Sonier and others forget it took Major League Soccer star Campos and his sport many years and a World Cup on U.S. soil to gain some credibility with the U.S. media.

But Sonier has a point, others say. RHI has done little to promote or market its product nationwide.

Advertisement

“The league could do a better job seeking out sponsors on a national level,” said second-year Coach Shaun Clouston of the Oakland Skates. “The National Basketball Assn. has made stars for its league, look at Michael Jordan. This league has no major national sponsors and I don’t see why. There’s definitely more work to be done in that area.”

Teams generally do a poor job of communicating and the league does little to help them. Owners see marketing and public relations expenses as necessary evils, but also areas where they can scrimp. Employee turnover is high.

“It’s an area of concern,” said Diamond. “We tell the owners that they have to put some money into this area, but they don’t. They hire young, inexperienced people, work them hard, and don’t pay them much.”

The league has struggled to get the word out. It pays thousands of dollars to a statistical service to publish RHI leaders, but many media outlets don’t subscribe to the service because it charges a fee.

Prime Ticket is televising a few Blade games live and ESPN is carrying four delayed RHI broadcasts, including the all-star game. Another 12 are being delayed on ESPN2. Radio broadcasts, where they exist, are handled by the franchises. A national network of radio stations had planned to broadcast the all-star game, but the deal fell through when league officials reneged on helping the Bullfrogs organize it.

“We’re going to get there, but it’s going to take time,” said Backstrom. “We have to identify who the superstars in roller hockey are, but that’s coming gradually.”

Advertisement

Finally, those crowd figures. Are they real? It’s a big topic. Until the league can satisfy the second-guessers, those bloated numbers are one more obstacle to credibility.

The Future

Referees from ice hockey associations stayed away in 1993, but, according to Backstrom, more are working RHI games, thereby increasing consistency of calls. In response to criticism about officiating from coaches, RHI recently hired NHL veteran Don Adam as director of officials.

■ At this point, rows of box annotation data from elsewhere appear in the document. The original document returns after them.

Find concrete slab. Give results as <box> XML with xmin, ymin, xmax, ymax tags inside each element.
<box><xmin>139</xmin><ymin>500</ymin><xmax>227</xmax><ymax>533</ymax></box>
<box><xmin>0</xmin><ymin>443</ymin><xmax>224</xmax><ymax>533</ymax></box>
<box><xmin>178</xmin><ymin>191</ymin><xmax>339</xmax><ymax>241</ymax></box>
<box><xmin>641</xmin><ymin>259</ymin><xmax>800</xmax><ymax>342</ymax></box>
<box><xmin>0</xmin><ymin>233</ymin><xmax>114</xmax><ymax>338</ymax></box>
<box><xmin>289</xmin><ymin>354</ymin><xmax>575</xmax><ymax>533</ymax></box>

The franchise turnover problem, while slowing, will continue. San Diego, which averages announced crowds of 3,700 in the Sports Arena, is teetering, officials there say. So is Empire State, last in the league in attendance at 1,300.

Even the marquee franchises are troubled. Bullfrog owners Maury, Nelson and Stuart Silver have secured the rights to a new club in the West Coast Hockey League, are negotiating to build a 10,000-seat ice/roller hockey arena in Ontario and say they aren’t sure what their future with the Bullfrogs at the Pond will be beyond this season.

Equipment manufacturers also have been mentioned as taking a greater interest in owning RHI teams.

Expanding to Europe is a question mark, particularly after this spring’s roller hockey tour there. League officials hail the tour as successful, but players who participated complained about small crowds, poor pay and bad organization.

Advertisement

Three teams--Vancouver, Philadelphia and St. Louis--are partly owned by NHL franchises. Backstrom and Diamond would like to see more of that. Some say the NHL could own the league and run it as a summer farm system, if it wanted to, but that would surely end any hopes kids playing roller hockey have of making an RHI club.

Finally, talk persists that another pro roller hockey league, one backed by the NHL, perhaps, will emerge.

“Well, there’s always that possibility,” Backstrom said. “It’s maybe inevitable. In some ways it’s a compliment to this league. We’ll just have to take it one season at a time.”